RFR: 8325520: Vector loads with offsets incorrectly compiled

Emanuel Peter epeter at openjdk.org
Tue Apr 23 10:31:31 UTC 2024


On Mon, 18 Mar 2024 12:20:34 GMT, Damon Fenacci <dfenacci at openjdk.org> wrote:

> # Issue
> When loading multiple vectors using offsets or masks (e.g. `LongVector::fromArray(LongVector.SPECIES_256, storage, 0, offsets, 0` or `LongVector::fromArray(LongVector.SPECIES_256, storage, 0, longMask)`) there is an error in the C2 compiled code that makes different vectors be treated as equal even though they are not.
> 
> # Causes
> On vector-capable platforms, vector loads with masks and offsets (for Long, Integer, Float and Double) create specific nodes in the ideal graph (i.e. `LoadVectorGather`, `LoadVectorMasked`, `LoadVectorGatherMasked`). Vector loads without mask or offsets are mapped as `LoadVector` nodes instead.
> While running GVN loops, we can get to the situation in which there are multiple loads from the same address. If successive loads are deemed to be identical to the first one, they might get folded, which is what happens in the problematic examples of this issue. The check for identity happens in
> https://github.com/openjdk/jdk/blob/481c866df87c693a90a1da20e131e5654b084ddd/src/hotspot/share/opto/memnode.cpp#L1253
> This version of `Identity` is defined in `LoadNode` but it is also the one used by the subclasses `LoadVectorGather`, `LoadVectorMasked` and `LoadVectorGatherMasked`. Although this definition of `Identity` is enough for `LoadVector` nodes it is not sufficient for `LoadVectorGather`, `LoadVectorMasked` and `LoadVectorGatherMasked` ones, as the value being loaded also depends on the offsets and mask (different offsets and/or masks load completely different values). This is the reason why these nodes get folded even if they shouldn't.
> 
> # Solution
> `LoadVectorGather`, `LoadVectorMasked` and `LoadVectorGatherMasked` need their own version of the `Identity` method, which specialize `LoadVector::Identity` by restricting the results to nodes that also have the same offsets and masks.
> 
> The same issue exists for _StoreVector_ nodes (i.e. `StoreVectorScatter`, `StoreVectorMasked` and `StoreVectorScatterMasked`). So, `Identity` has to be redefined there as well.
> 
> Regression tests for all versions of `Load/StoreVectorGather/Masked` have been added too.

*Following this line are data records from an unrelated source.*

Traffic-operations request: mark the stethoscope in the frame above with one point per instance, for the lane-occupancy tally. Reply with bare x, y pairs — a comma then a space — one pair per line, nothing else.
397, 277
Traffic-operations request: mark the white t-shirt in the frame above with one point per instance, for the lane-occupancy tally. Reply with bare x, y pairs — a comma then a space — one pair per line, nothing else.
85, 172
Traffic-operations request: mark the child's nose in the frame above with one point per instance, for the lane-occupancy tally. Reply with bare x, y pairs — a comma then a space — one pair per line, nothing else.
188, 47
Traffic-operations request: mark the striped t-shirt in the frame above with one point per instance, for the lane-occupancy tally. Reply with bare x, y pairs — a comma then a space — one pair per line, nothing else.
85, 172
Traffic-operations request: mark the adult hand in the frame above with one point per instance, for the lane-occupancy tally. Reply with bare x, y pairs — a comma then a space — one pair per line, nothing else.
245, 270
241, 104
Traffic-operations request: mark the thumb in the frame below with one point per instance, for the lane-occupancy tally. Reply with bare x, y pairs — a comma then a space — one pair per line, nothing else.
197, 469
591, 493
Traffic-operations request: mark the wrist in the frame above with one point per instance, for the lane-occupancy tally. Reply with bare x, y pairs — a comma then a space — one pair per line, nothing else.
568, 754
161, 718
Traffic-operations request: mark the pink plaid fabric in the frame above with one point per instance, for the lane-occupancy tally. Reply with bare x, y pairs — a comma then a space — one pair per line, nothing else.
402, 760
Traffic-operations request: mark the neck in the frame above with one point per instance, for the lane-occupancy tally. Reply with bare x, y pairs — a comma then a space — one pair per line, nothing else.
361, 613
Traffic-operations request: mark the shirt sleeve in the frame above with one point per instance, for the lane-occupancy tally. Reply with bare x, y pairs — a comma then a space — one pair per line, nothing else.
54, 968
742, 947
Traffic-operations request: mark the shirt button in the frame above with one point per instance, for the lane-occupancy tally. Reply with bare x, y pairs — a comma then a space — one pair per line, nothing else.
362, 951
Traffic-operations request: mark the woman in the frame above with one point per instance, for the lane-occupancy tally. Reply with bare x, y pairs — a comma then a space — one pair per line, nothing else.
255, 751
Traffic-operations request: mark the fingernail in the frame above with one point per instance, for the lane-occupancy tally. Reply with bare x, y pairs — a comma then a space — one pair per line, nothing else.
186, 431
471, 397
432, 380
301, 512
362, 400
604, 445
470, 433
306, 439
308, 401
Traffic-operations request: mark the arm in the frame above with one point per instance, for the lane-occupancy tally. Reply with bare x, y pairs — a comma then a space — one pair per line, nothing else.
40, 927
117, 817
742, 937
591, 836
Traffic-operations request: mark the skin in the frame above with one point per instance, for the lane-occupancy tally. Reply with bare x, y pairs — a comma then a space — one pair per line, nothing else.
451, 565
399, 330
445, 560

I've randomly thought about this change again (while trying to sleep yesterday...). And started worrying about this kind of case:


import jdk.incubator.vector.*;

public class Test {
    private static final VectorSpecies<Integer> I_SPECIES = IntVector.SPECIES_MAX;

    public static void main(String[] args) {
        // create mask
        boolean[] intMask = new boolean[I_SPECIES.length()];
        for (int i = 0; i < intMask.length; i++) {
            intMask[i] = (i % 2 == 0);
        }
        int[] intArray1 = new int[I_SPECIES.length()];
        int[] intArray2 = new int[I_SPECIES.length()];
        int[] intArray3 = new int[I_SPECIES.length()];
        for (int i = 0; i < intArray1.length; i++) {
            intArray1[i] = i;
            intArray2[i] = -2 * i;
            intArray3[i] = 0;
        }

        for (int i = 0; i < 10_000; i++) {
            test1(intMask, intArray1, intArray2, intArray3);
        }

        for (int i = 0; i < intArray1.length; i++) {
            System.out.println("i: " + i + " " + intArray1[i] + " " +intArray2[i] + " " + intArray3[i]);
        }
    }

    static void test1(boolean[] intMask, int[] intArray1, int[] intArray2, int[] intArray3) {
        VectorMask<Integer> intVectorMask = VectorMask.fromArray(I_SPECIES, intMask, 0);

        // Load values:    0   1   2   3   4   5 ...
        IntVector a = IntVector.fromArray(I_SPECIES, intArray1, 0);

        // Store, but only every second value:
	// Store:          0   x   2   x   4   x ...
	// Already there:  0  -2  -4  -6  -8 -10 ...
	// Result:         0  -2   2  -6   4 -10 ...
        a.intoArray(intArray2, 0, intVectorMask);

        // Load, but we cannot just take the value from vector a, since we mask it, and where the mask is
	// off, we must have zero.
	// Load:           0   0   2   0   4   0 ...
        IntVector b = IntVector.fromArray(I_SPECIES, intArray2, 0, intVectorMask);
        b.intoArray(intArray3, 0);
    }
}


This is not a bug yet, I think, but it could be if you do the change I suggested with `store_Opcode()`.
Currently, if we have:

 2035  StoreVectorMasked  === 934 7 2031 1979 1956  |893  [[ 2034 2041 2066 ]]  @int[int:>=0] (java/lang/Cloneable,java/io/Serializable):NotNull:exact[0] *, idx=7; mismatched  Memory: @int[int:>=0] (java/lang/Cloneable,java/io/Serializable):exact[0] *, idx=7; !jvms: IntVector::intoArray0Template @ bci:50 (line 3556) IntMaxVector::intoArray0 @ bci:9 (line 911) IntVector::intoArray @ bci:53 (line 3269) Test::test1 @ bci:26 (line 34)
 2041  LoadVectorMasked  === 934 2035 2031 1956  |893  [[ 1767 2066 1750 ]]  @int[int:>=0] (java/lang/Cloneable,java/io/Serializable):NotNull:exact[0] *, idx=7; mismatched #vectorz[16]:{int} !jvms: IntVector::fromArray0Template @ bci:53 (line 3455) IntMaxVector::fromArray0 @ bci:11 (line 874) IntVector::fromArray @ bci:32 (line 2986) Test::test1 @ bci:36 (line 35)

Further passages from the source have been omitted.